What is image stabilisation?
Image stabilisation is designed to enable you to take sharp images at slower shutter speeds than normal. Here’s the lowdown.
There’s an old guide that allows you to estimate the shutter speed that you need to use to avoid blur when you’re hand-holding your camera. All you need to do is select a shutter speed that’s at least the reciprocal of the effective focal length of the lens that you’re using. So if you’re using a 100mm lens, you need to use a shutter speed that’s at least 1/100sec on a full-frame camera – or 1/150sec if you’re shooting with an APS-C format camera.
However, it’s usually possible to shoot at lower shutter speeds if your camera or lens (or both) have image stabilisation built-in. Most manufacturers quote an extension value, often 3EV, 4EV, 4.5EV or more. For every EV or stop quoted you should be able to halve the safe-shutter speed, but bear in mind these tests are done in lab conditions and you need to find your own limit.
The first stabilisation systems designed for photography were developed with film in mind, so they were built into lenses. A stabilised lens has an element or group of elements that can be moved to compensate for those tiny movements that you make as you hold a camera.
If you turn the stabilisation off on a telephoto lens like the Canon EF 70-200mm f/2.8L IS II USM you’ll see much more shake through the viewfinder.
The Olympus OM-D E-M1 II’s
hybrid stabilisation system is so good that with wide-angle lenses some photographers are able to take hand-held shots shutter speeds measured in seconds.

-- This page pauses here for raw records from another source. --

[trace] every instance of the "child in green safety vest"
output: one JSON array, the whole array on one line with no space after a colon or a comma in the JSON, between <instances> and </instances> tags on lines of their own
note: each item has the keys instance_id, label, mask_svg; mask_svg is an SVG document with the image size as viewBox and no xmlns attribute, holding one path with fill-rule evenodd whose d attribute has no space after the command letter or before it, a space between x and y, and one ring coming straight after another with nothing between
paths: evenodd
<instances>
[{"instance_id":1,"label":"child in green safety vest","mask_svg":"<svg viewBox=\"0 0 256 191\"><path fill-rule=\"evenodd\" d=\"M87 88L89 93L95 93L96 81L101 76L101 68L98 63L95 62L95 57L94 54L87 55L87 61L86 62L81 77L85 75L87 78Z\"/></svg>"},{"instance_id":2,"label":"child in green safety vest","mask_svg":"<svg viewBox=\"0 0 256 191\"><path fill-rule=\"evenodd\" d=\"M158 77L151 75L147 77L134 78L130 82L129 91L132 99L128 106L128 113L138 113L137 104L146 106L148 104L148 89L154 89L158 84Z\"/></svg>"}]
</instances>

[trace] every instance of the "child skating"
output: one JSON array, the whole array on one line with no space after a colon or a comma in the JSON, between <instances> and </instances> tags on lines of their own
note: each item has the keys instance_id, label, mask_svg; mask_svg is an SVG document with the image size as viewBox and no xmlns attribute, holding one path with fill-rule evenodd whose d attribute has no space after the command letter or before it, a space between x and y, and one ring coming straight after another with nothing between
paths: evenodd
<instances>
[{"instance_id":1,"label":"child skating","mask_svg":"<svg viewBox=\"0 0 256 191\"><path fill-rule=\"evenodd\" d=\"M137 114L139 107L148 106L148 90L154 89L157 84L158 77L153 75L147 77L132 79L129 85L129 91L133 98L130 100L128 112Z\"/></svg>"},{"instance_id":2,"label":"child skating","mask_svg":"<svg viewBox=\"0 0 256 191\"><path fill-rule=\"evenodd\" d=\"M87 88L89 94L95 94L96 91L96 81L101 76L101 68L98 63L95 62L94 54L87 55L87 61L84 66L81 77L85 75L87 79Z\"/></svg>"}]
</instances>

It’s also extremely useful when you’re shooting video hand-held.
Movement sensors detect the speed, size and direction of the movement and then shift the stabilisation element to compensate and keep the image of the subject at the same point on the sensor or film frame, thus reducing blur.
Canon, Nikon, Panasonic, Sigma and Tamron all produce stabilised lenses.
The advantage of a lens-based system is that it’s perfectly suited to the focal length of lens in use and it’s able to make the large corrections that are required with long telephoto optics.
Cameras with sensor-based stabilisation have the same type of movement detectors as a stabilised lens – but instead of moving a lens element to compensate, the image sensor is shifted. This type of stabilisation is sometimes called sensor-shifting or in-body image stabilisation (IBIS).
Olympus, Pentax and Sony have been the main exponents of sensor-based stabilisation. The benefit of an in-body system is that it can be used with any lens that can be mounted on the camera.
Lens and sensor-based stabilisation has proved extremely useful over the years but now Olympus, Panasonic and Sony have started to use both together to create hybrid systems that have far great stabilising power. The benefit of a hybrid system is that the camera can choose type of stabilisation to use for any given situation. It can also correct a wider range of movements, with 5-axis no being typical.